As humanidades e as ciências sociais devem ser usadas para ampliar a perspectiva da Educação Comparada. Até hoje não podemos explicar adequadamente nenhum programa escolar sem pô-lo em relação com as convicções filosóficas da sociedade a que serve, nem comparar as mudanças educacionais ignorando o período histórico em que estas se deram11. Hoje a análise comparativa preocupa-se com o impacto sociológico da educação sobre a formação da opinião pública, o papel económico da educação como investimento público, ou a mudança de fronteiras entre o direito dos pais e o da organização política em determinar os programas da escola.

(....)

Os educadores comparativos devem recorrer mais à Psicologia que, após os malogrados estudos de caráter nacional da década de 1930, é hoje muito negligenciada. As ciências naturais, a despeito das exortações de C. P. Snow, são raramente usadas na análise comparativa. São também ignoradas a Literatura, a demografia e a religião12. Faça-se da vigorosa preparação uma disciplina central, digamos a Ciência Política, um pré-requisito da Educação Comparada e ganharão os seus pesquisadores força para explorar as disciplinas correlatas à maneira dos cientistas sociais.

O segundo passo analítico em estudo de área é submeter toda a informação pedagógica acumulada à prova de relevância social. Neste ponto o pesquisador deve procurar a significação mais larga dos dados educacionais em termos de sociedade em geral. Aqui, as crianças da escola são consideradas não só como alunos mas também como grupos de idade (Estatística), subculturas da adolescência (Sociologia), espírito em formação (Filosofia) ou potencial humano (Economia). A interpretação consiste em usar, um após outro, os métodos de abordagem das várias ciências sociais para lançar nova luz sobre os dados pedagógicos colhidos.

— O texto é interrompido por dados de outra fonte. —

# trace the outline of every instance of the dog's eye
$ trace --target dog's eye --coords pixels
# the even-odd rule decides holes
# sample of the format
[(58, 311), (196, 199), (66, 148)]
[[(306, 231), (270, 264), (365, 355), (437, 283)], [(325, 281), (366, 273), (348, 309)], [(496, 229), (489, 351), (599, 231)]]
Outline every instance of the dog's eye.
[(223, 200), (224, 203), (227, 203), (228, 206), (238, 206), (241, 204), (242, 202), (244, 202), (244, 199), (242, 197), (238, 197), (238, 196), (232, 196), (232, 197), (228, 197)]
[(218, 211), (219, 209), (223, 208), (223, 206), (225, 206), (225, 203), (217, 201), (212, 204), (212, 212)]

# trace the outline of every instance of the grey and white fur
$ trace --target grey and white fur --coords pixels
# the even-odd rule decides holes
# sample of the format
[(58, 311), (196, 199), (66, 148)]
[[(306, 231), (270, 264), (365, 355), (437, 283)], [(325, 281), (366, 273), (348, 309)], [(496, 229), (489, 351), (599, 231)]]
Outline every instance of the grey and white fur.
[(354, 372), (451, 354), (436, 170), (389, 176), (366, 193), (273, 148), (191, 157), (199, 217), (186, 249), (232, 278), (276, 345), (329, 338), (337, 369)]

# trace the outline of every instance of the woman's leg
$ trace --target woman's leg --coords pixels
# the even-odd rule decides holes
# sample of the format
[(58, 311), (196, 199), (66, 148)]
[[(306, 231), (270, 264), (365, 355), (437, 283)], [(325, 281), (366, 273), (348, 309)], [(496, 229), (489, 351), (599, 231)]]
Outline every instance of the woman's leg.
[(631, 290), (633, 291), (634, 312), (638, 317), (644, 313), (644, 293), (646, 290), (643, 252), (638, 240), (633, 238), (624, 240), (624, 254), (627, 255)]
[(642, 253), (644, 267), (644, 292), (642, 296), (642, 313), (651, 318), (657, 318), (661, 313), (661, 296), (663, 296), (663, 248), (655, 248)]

Referindo-os a uma rosácea de diferentes disciplinas, o estudante se torna capaz de avaliar não apenas os acontecimentos educacionais mas também suas causas e conexões. É o porque mais do que o como que permite avançar para a direta comparação.

BEREDAY, George Z. F., Método comparado em educação, Companhia Editora Nacional, São Paulo, 1972, pp. 38-51.

11 A obra de Robert ULICH é o último exemplo de uma abordagem histórica.12 SNOW, The Two Cultures and the Scientific Revolution, (Cambridge University Press, Cambridge, 1959). O livro é

notável como ensaio de Educação Comparada por um não-especialista.